The algorithm in practice: sentence-tokenize the document, embed each sentence (or small group of sentences), compute the cosine distance between each adjacent pair, and place a chunk boundary at points where the distance exceeds a threshold. The threshold is usually defined as a percentile of all distances in the document (for instance, the 95th percentile), so it adapts to documents with different levels of topical homogeneity.

from typing import Sequence
import numpy as np
from openai import OpenAI

client = OpenAI()

def semantic_chunk(sentences: Sequence[str],
                   model: str = "text-embedding-3-small",
                   percentile_threshold: float = 95.0) -> list[str]:
    """Group consecutive sentences into chunks at topic-shift points."""
    if len(sentences) < 2:
        return list(sentences)

    response = client.embeddings.create(input=list(sentences), model=model)
    embeddings = np.array([item.embedding for item in response.data])

    similarities = []
    for i in range(len(embeddings) - 1):
        a, b = embeddings[i], embeddings[i + 1]
        cosine = np.dot(a, b) / (np.linalg.norm(a) * np.linalg.norm(b))
        similarities.append(1.0 - cosine)  # distance, not similarity

    cutoff = np.percentile(similarities, percentile_threshold)

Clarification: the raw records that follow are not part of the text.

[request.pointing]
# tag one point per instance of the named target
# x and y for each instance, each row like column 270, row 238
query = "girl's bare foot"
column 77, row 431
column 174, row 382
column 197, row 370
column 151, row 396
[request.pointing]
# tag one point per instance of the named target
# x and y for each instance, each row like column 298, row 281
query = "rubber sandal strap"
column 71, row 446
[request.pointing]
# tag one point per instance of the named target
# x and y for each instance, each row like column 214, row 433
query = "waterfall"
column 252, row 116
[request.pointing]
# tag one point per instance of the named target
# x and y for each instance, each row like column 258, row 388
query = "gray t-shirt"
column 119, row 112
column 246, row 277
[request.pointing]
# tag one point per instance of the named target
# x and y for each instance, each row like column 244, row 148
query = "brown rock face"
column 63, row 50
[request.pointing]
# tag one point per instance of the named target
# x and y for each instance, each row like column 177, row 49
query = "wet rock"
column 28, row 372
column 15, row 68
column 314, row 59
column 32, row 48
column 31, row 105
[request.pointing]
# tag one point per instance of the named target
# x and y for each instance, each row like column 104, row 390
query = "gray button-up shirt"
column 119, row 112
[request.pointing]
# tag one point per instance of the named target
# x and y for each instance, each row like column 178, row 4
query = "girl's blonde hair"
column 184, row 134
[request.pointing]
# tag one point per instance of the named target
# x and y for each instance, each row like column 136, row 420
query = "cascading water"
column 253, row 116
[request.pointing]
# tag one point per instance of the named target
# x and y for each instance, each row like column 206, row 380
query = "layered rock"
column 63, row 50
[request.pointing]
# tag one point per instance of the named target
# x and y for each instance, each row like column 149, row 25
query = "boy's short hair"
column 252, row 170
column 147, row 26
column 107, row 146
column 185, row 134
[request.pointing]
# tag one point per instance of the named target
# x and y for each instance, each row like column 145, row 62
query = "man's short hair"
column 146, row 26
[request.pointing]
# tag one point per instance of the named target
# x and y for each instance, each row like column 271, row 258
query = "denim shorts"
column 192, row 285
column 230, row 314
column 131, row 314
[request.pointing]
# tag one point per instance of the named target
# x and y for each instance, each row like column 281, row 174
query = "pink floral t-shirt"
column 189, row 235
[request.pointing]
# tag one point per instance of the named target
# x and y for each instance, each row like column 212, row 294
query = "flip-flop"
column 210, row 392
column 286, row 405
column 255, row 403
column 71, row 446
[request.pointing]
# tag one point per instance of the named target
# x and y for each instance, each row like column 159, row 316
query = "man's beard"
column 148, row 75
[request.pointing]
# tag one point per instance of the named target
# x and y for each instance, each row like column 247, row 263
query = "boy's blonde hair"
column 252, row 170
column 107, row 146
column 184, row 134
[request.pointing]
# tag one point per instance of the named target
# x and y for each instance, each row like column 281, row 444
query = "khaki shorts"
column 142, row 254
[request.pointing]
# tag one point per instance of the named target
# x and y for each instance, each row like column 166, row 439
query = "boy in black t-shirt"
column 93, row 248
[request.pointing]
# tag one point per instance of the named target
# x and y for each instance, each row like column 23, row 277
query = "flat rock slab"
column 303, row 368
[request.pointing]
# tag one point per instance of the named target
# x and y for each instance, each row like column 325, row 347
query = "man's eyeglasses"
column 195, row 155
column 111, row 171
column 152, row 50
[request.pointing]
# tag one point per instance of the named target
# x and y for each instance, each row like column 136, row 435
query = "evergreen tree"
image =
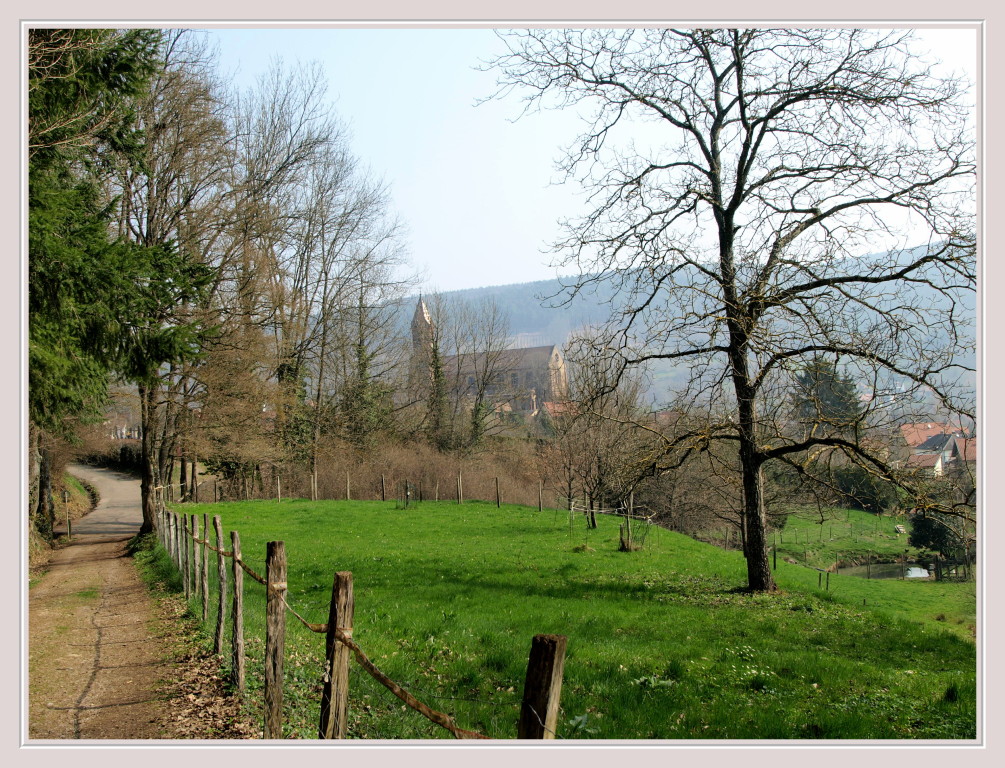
column 825, row 400
column 82, row 84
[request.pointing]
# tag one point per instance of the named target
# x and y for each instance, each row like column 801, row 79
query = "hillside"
column 540, row 313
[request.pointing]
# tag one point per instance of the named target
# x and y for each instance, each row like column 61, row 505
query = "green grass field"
column 663, row 642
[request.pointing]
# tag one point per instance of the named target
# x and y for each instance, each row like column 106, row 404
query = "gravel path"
column 96, row 648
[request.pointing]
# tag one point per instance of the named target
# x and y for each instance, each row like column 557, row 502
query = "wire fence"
column 179, row 535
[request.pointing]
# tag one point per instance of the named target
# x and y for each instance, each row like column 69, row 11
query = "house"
column 932, row 463
column 917, row 434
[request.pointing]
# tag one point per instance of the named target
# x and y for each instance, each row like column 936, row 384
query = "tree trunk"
column 148, row 456
column 44, row 510
column 759, row 577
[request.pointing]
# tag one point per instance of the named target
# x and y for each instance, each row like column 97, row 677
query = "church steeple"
column 422, row 327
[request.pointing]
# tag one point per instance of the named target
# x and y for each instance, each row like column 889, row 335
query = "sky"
column 476, row 189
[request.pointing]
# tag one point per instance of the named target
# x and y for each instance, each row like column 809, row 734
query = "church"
column 523, row 381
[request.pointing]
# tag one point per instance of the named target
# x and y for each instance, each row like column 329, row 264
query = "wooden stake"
column 237, row 616
column 221, row 578
column 543, row 688
column 205, row 567
column 335, row 694
column 275, row 635
column 185, row 557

    chunks, current = [], [sentences[0]]
    for i, distance in enumerate(similarities):
        if distance > cutoff:
            chunks.append(" ".join(current))
            current = [sentences[i + 1]]
        else:
            current.append(sentences[i + 1])
    if current:
        chunks.append(" ".join(current))

    return chunks

Why a percentile threshold and not a fixed number: cosine distances vary wildly across domains. Legal text reads more uniformly than a podcast transcript, so a fixed threshold of 0.3 might produce 10 chunks for one and 500 for the other. Percentile thresholds adapt automatically and tend to land in a useful range.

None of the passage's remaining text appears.